I opened my eyes from sleep, and suddenly raised my head
There I saw the moon-face of the love-theif, shining
My star of good luck had risen—I was thus exalted
When in my chamber I saw this Jupiter rise to the evening sky
He appeared to be a Muslim, but by his dress an infidel
And divine light poured from lthe beauty of his face
I opened, then closed my eyes, but he had vanished from my sight
All I know of him—he was an angel or a faery
Now she knows the water of life,
Mihri will not die until the Judgement Day
For she has seen that visible Alexander
in the eternal dark of night
Thus notably Mihri Khatun includes in her poetry both Muslim and Classical Greek references along with a spirit of Sufi longing after the beloved, divine or sexual, reminding us that the Muslim world was also an equal heir to Aristotle, Plato, Alexander and the Classical Greek and Roman heritage, along with the inheritors of the Western Renaissance such as Petrarch and Shakespeare. Both the Western masters of the Renaissance and the Muslim masters of the earlier Islamic Golden Age which preserved so much of the Greek and Roman heritage, saw and acheived so much each in their times, because, as Newton stated, “they stood on the shoulders of giants,” i.e., both Muslim and Western geniuses standing on the same Greek and Roman shoulders as the common heritage of both civilizations.
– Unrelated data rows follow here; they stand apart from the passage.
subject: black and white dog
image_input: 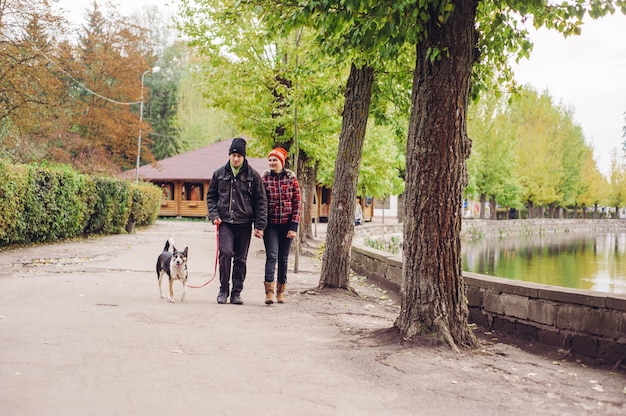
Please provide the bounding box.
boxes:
[157,238,187,303]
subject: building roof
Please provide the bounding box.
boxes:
[133,140,268,181]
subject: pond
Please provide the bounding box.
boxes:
[461,232,626,294]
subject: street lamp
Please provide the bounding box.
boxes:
[135,66,161,182]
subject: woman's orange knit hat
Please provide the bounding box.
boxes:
[267,147,287,166]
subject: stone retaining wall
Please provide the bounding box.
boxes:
[351,220,626,363]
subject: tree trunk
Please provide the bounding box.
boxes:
[489,198,498,220]
[395,0,478,349]
[319,64,374,289]
[298,158,317,244]
[479,194,487,220]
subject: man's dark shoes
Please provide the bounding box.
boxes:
[230,293,243,305]
[217,292,232,304]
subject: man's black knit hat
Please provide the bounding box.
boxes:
[228,137,246,157]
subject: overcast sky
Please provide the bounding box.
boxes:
[58,0,626,174]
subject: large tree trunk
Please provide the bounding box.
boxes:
[319,64,374,289]
[395,0,478,349]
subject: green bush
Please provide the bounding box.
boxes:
[0,161,161,246]
[0,161,29,246]
[130,182,161,226]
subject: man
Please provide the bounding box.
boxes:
[207,137,267,305]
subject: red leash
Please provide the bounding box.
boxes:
[187,224,220,289]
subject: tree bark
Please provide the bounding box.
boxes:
[319,64,374,289]
[298,159,317,244]
[395,0,478,349]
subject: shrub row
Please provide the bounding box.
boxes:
[0,161,161,247]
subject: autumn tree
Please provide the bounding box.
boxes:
[62,1,153,168]
[608,150,626,219]
[0,0,67,163]
[576,149,608,218]
[177,0,347,242]
[266,0,624,352]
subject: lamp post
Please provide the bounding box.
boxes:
[135,66,161,182]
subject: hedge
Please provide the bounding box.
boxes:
[0,161,161,247]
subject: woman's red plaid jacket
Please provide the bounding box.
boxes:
[261,169,302,231]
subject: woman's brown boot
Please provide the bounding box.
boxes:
[276,283,287,303]
[264,282,274,305]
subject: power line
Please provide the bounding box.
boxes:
[24,36,141,106]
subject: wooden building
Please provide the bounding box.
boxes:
[132,139,374,221]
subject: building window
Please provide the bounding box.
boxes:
[157,182,174,201]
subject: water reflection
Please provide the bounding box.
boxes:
[461,233,626,294]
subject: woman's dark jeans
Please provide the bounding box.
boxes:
[263,224,293,284]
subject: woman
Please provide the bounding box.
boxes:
[261,147,302,305]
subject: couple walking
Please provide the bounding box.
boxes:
[207,138,302,305]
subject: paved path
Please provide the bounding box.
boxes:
[0,221,626,416]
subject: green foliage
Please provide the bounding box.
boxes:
[85,177,131,234]
[129,182,162,226]
[465,90,522,207]
[0,160,29,247]
[0,161,161,247]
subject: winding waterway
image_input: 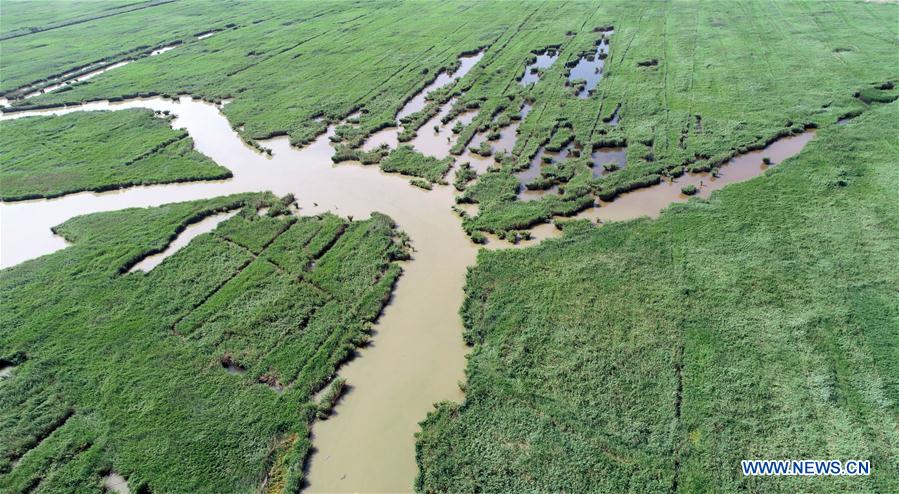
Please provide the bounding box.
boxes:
[0,91,811,492]
[0,94,476,492]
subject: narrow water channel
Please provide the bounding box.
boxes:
[0,92,813,492]
[0,94,476,492]
[129,210,238,273]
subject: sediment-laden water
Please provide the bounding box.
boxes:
[0,87,813,492]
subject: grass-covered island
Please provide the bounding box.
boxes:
[0,110,231,201]
[0,194,406,493]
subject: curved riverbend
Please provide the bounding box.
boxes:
[0,98,477,492]
[0,97,813,492]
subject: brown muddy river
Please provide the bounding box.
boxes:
[0,89,812,492]
[0,94,477,492]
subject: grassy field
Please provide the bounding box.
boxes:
[0,0,899,492]
[0,110,231,201]
[0,194,406,493]
[418,103,899,492]
[2,1,899,239]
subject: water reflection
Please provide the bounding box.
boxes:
[568,31,614,99]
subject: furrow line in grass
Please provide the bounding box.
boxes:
[494,8,539,94]
[0,0,175,41]
[11,406,75,461]
[169,258,255,338]
[225,31,331,77]
[310,223,348,261]
[848,2,896,45]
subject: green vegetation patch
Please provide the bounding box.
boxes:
[0,110,231,201]
[381,145,453,183]
[417,103,899,493]
[0,194,406,493]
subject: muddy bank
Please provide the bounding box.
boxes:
[0,94,476,492]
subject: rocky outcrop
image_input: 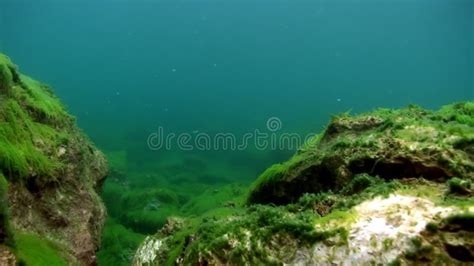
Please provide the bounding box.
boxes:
[134,102,474,265]
[0,54,107,265]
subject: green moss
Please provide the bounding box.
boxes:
[448,177,471,195]
[16,232,68,266]
[97,219,145,266]
[0,173,15,247]
[0,100,61,181]
[445,212,474,232]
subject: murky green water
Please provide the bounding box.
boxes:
[0,0,474,265]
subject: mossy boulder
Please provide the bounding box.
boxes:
[133,103,474,265]
[0,54,107,264]
[248,102,474,204]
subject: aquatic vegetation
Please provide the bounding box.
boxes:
[448,177,471,195]
[134,102,474,265]
[0,173,15,247]
[248,102,474,204]
[97,218,145,266]
[15,232,71,266]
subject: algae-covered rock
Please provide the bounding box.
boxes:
[249,102,474,204]
[0,54,107,265]
[134,102,474,265]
EVLIYA CELEBI—THE TURKISH MARCO POLO
Evliya Celebi (1611-1684) is often referred to by the nickname of “The Turkish Marco Polo” not only because of his extensive travels but also for his voluminous writings giving his impressions, social conditions, geography and in-depth cultural cultural insights regarding the lands and peoples he visited. He was the son of the chief jeweler of the Ottoman royal court and his family’s immense wealth gave him the time and resources to devote himself to his chief and obsessive passion: travel. He traveled to every corner of the Ottoman Empire, from the Balkan domains neighboring Vienna to modern Saudi Arabia, into North Africa and through Egypt southwards into Africa, and then beyond the Empire into Russia and beyond. While not as extensive as the travels of Ibn Battuta or Marco Polo, his travels were extraordinary and his writing of them masterful.
LADY MARY WORTLEY MONTAGU’S “TURKISH EMBASSY LETTERS”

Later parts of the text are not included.